The three missions are:
A demonstration in which lasers will be used to communicate data from a spacecraft; currently done via radio waves. It should launch in four years.
An atomic clock based on a mercury atom that will test ultra-precise timing in deep space, to be ready to launch in three years.
A demonstration of a solar sail seven times larger than any yet deployed in space, also to be launched in three years. The current record is held by the Japan Aerospace Exploration Agency JAXA’s IKARUS (pictured), a 100 square meter sail mission that was extended in January 2011.

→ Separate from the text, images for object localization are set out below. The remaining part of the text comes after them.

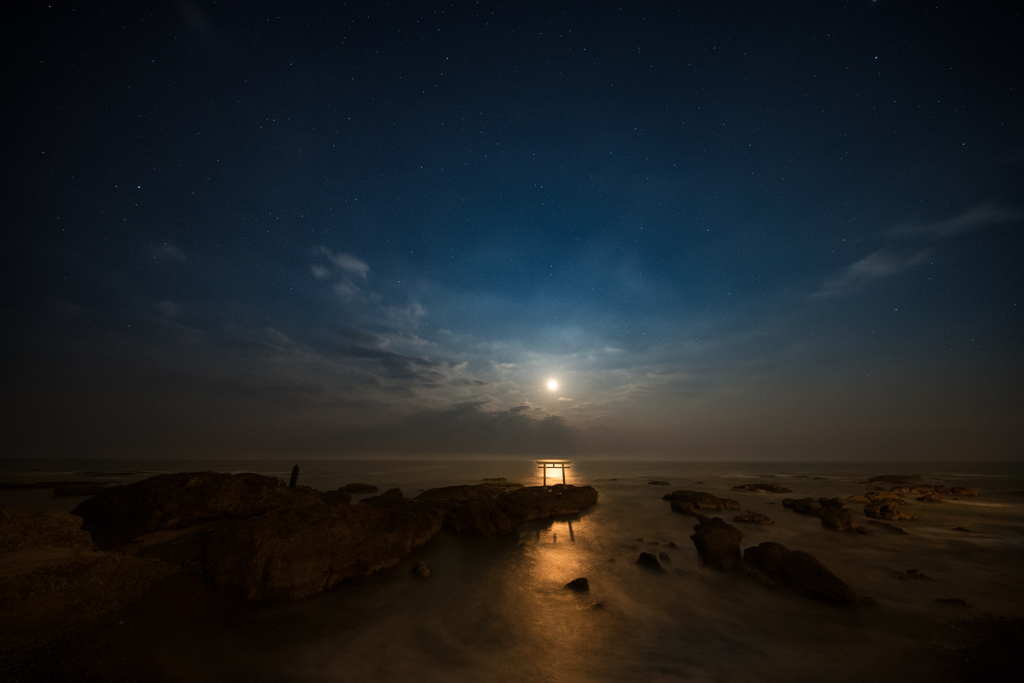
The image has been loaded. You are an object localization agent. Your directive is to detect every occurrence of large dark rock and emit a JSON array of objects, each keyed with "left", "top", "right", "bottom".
[
  {"left": 636, "top": 552, "right": 665, "bottom": 571},
  {"left": 410, "top": 483, "right": 598, "bottom": 535},
  {"left": 732, "top": 483, "right": 793, "bottom": 493},
  {"left": 864, "top": 500, "right": 917, "bottom": 520},
  {"left": 782, "top": 497, "right": 822, "bottom": 515},
  {"left": 664, "top": 490, "right": 740, "bottom": 510},
  {"left": 690, "top": 517, "right": 744, "bottom": 570},
  {"left": 743, "top": 541, "right": 856, "bottom": 604},
  {"left": 817, "top": 498, "right": 861, "bottom": 532},
  {"left": 141, "top": 502, "right": 445, "bottom": 601},
  {"left": 71, "top": 472, "right": 325, "bottom": 549}
]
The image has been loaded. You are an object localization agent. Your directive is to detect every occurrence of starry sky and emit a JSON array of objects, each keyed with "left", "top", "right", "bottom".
[{"left": 4, "top": 1, "right": 1023, "bottom": 460}]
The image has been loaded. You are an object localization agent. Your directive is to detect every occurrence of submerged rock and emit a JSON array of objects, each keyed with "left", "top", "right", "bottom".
[
  {"left": 412, "top": 561, "right": 431, "bottom": 579},
  {"left": 690, "top": 517, "right": 744, "bottom": 570},
  {"left": 664, "top": 490, "right": 740, "bottom": 510},
  {"left": 898, "top": 568, "right": 933, "bottom": 581},
  {"left": 867, "top": 520, "right": 908, "bottom": 534},
  {"left": 864, "top": 500, "right": 917, "bottom": 521},
  {"left": 636, "top": 552, "right": 665, "bottom": 571},
  {"left": 732, "top": 484, "right": 793, "bottom": 493},
  {"left": 951, "top": 486, "right": 978, "bottom": 497},
  {"left": 735, "top": 510, "right": 774, "bottom": 525},
  {"left": 565, "top": 577, "right": 589, "bottom": 591}
]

While two of the three missions –- the laser demo and the atomic clock — are based at NASA centers, the third is being led by a company, L’Garde Inc, in Tustin, California, which NASA says will work with the National Oceanic and Atmospheric Administration (NOAA), which monitors space weather. “We’re very excited. We’ve spent a lot of time investigating this and to finally have a sail demonstration in space is pretty far-reaching,” says engineer Nathan Barnes, principal investigator on the mission, which is dubbed “Beyond the Plum Brook Chamber,” after the world’s largest vacuum chamber at NASA’s Glenn Research Center in Sandusky, Ohio, where the company deployed a test solar sail in 2005. Solar sails are light and are expected to be extremely cost-effective forms of propulsion for smaller space missions. Barnes says the L’Garde demo has been budgeted in at only $16 million of the figure NASA announced.
The laser communication mission is more expensive than that, because its technology is entirely unproven, says David Israel of NASA’s Goddard Spaceflight Center in Greenbelt, Maryland, who did not feel free to disclose the exact budget. He says optical communications between satellites would result in much higher data rates than radio communications do, if only the technology could be made reliable. “There will still be radio links on spacecraft for some time to come but some day optical may replace it,” he says.
Bill Nye, the executive director of the Planetary Society, a non-profit organization for space-based research in Pasadena, California, that is preparing to launch a 32-square-meter solar sail, says he is surprised by the large combined budget of the selected missions. The Planetary society had competed for the solar sail slot with a proposed budget of only $5 million. “Ours was so modest that maybe it got overlooked,” says Nye. “We’re disappointed.” He’s waiting to receive reviews from NASA that would explain the agency’s decision.